Em Portugal, em 4 de janeiro de 2024, o líder do Partido Social Democrata (PSD), Luís Montenegro, comentando a questão à volta da compra de acções dos CTT pela Parpública, classificava o caso como uma "bandalheira”. Já anteriormente, o mesmo dirigente político tinha feito uso de linguagem de sabor popular, quando declarou que o Orçamento de Estado era, na sua ótica, «pipi […] e muito betinho».
Torna-se evidente que, no cenário existente em Portugal, de convocação de eleições gerais antecipadas em 10 de março, todos os líderes partidários que estão na disputa para ganhar a maioria parlamentar e exercer o cargo de primeiro-ministro aspirem a destacar-se perante os eleitores e a ganhar a preferência destes. Nesta busca pela visibilidade e apoio, é comum adotarem certas estratégias de comunicação, entre as quais se conta o recurso deliberado ao tom e linguagem populares, estratégia não isenta de perigos e equívocos.
No caso de Montenegro, o termo depreciativo bandalheira surgiu em declarações aos jornalistas à saída de um encontro de cerca de uma hora com o reitor da Universidade do Minho, em Braga.
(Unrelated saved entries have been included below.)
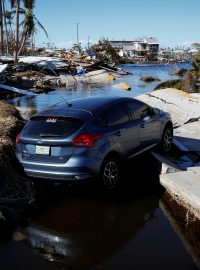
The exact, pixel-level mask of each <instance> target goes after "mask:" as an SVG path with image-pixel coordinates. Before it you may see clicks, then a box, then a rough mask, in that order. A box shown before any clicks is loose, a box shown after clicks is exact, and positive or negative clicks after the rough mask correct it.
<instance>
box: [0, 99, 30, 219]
mask: <svg viewBox="0 0 200 270" xmlns="http://www.w3.org/2000/svg"><path fill="white" fill-rule="evenodd" d="M23 126H24V120H23V119H22V117H21V116H20V114H19V112H18V111H17V110H16V109H15V108H14V107H13V106H11V105H8V104H6V103H5V102H3V101H0V220H1V219H2V216H3V215H4V213H3V212H2V211H1V206H2V205H3V209H5V208H8V205H7V206H6V207H5V204H10V203H12V204H13V203H14V204H15V203H17V202H20V201H27V202H28V201H30V199H31V198H30V195H31V192H30V189H31V187H30V185H31V183H30V181H29V180H27V179H25V177H24V176H23V172H22V170H21V169H20V166H19V163H18V161H17V159H16V156H15V138H16V136H17V134H18V133H19V132H20V130H21V129H22V127H23Z"/></svg>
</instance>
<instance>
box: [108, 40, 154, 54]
mask: <svg viewBox="0 0 200 270" xmlns="http://www.w3.org/2000/svg"><path fill="white" fill-rule="evenodd" d="M109 42H110V44H111V45H112V47H113V48H115V49H116V50H118V51H120V54H122V52H123V53H124V54H126V55H128V56H130V57H133V58H148V56H149V55H150V54H151V55H153V56H154V57H155V56H157V55H158V51H159V41H158V40H157V39H156V38H154V37H150V38H144V39H143V40H126V39H122V40H110V41H109Z"/></svg>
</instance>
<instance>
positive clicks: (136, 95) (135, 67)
mask: <svg viewBox="0 0 200 270" xmlns="http://www.w3.org/2000/svg"><path fill="white" fill-rule="evenodd" d="M178 65H179V66H178V67H179V68H182V67H184V68H189V67H190V65H189V64H178ZM123 68H124V69H125V70H126V71H128V72H129V73H132V75H128V76H121V77H120V78H117V80H115V81H114V82H113V84H117V83H120V82H127V83H128V84H129V85H130V86H131V91H126V90H117V89H113V88H112V85H113V84H107V85H85V84H78V85H76V86H74V87H73V88H68V89H66V88H60V89H56V90H55V91H51V92H49V93H42V94H38V95H36V96H32V97H30V96H22V97H16V98H12V99H7V102H8V103H10V104H13V105H15V106H17V107H23V108H33V111H36V112H37V111H39V110H41V109H43V108H44V107H47V106H50V105H52V104H54V103H56V102H59V101H61V100H63V98H65V99H70V98H76V97H84V96H91V95H118V96H129V97H130V96H131V97H134V96H137V95H140V94H143V93H146V92H148V91H150V90H152V89H154V87H155V86H156V85H157V84H158V83H160V82H159V81H155V82H151V83H147V84H144V82H142V81H141V77H142V76H145V75H146V76H153V77H155V78H159V79H160V80H161V81H165V80H168V79H175V78H178V77H177V76H173V77H172V76H170V75H169V73H171V72H173V71H175V70H176V69H177V66H175V65H168V66H166V65H163V64H162V65H151V66H149V65H146V66H138V65H125V66H124V67H123ZM31 113H32V112H30V115H31Z"/></svg>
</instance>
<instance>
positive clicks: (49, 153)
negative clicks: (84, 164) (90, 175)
mask: <svg viewBox="0 0 200 270" xmlns="http://www.w3.org/2000/svg"><path fill="white" fill-rule="evenodd" d="M84 123H85V122H84V121H83V120H80V119H76V118H71V117H50V116H46V117H45V116H37V117H33V118H32V119H31V120H30V121H29V123H28V124H27V125H26V127H25V128H24V129H23V131H22V133H21V135H20V140H19V148H20V152H21V153H22V159H23V160H24V161H33V162H47V163H65V162H67V160H68V159H69V158H70V157H71V155H72V154H73V151H74V146H73V145H72V143H71V136H72V135H73V134H74V133H76V132H77V131H78V130H79V129H80V128H81V127H82V126H83V124H84Z"/></svg>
Aceitando que deve existir algum comedimento no tipo de léxico utilizado em declarações pública, então, bandalheira, vocábulo coloquial e emotivo, pode ter exorbitado a desaprovação (justa ou injusta) que Montenegro pretendia manifestar. Com efeito, é palavra definida pelo Dicionário da Língua Portuguesa da Academia das Ciências de Lisboa como «atitude ou conduta que revela falta de dignidade, que é desprezível, própria de bandalho; situação desregrada, desordenada, envilecida». Por outras palavras, mesmo que Montenegro não quisesse chegar a tanto, a verdade é que nas suas declarações pode inferir-se que o referido caso dos CTT é resultado da ação de um ou mais bandalhos – e com bandalho já nos encontramos no domínio das expressões pejorativas e dos insultos...
Além disso, é relevante analisar a formação do termo bandalheira. Este é composto pelo radical do substantivo bandalho e pelo sufixo -eira: bandalh- + -eira → bandalheira. Esta associação reflete intrinsecamente a relação entre um cenário desregrado ou envilecido e a pessoa desprezível que denota a palavra bandalho (ver Dicionário da Língua Portuguesa da Academia das Ciências de Lisboa).
Saliente-se também que bandalheira tem, em língua portuguesa, larga tradição, mesmo no discurso de teor político. A sua conotação negativa tem persistido ao longo do tempo, e já ocorre em registos oitocentistas, conforme o Corpus da Língua Portuguesa de Mark Davies, evidencia. Por exemplo, em obras do escrito brasileiro França Júnior (1838-1890) – «E o senhor, que também foi cúmplice em toda essa bandalheira, acha que deve ficar impune uma tal afronta?!» (Direito por Linhas Tortas, 1871) –, mas, ao que parece, para evocar ambientes sociais. Mas o acinte socialmente crítico é bem notório na escrita do português Fialho de Almeida:
«Para a diagnose do carácter colectivo, o moralista escusa pois de perscrutar os hábitos dos homens. Tem no [cemitério do]s Prazeres o tombo da bandalheira nacional» (Os Gatos, n.º 6)
A recolha de exemplos históricos reforça a ideia de que a carga depreciativa de bandalheira é uma constante, indicando a continuidade de uma perceção geral negativa dos comportamentos ou situações.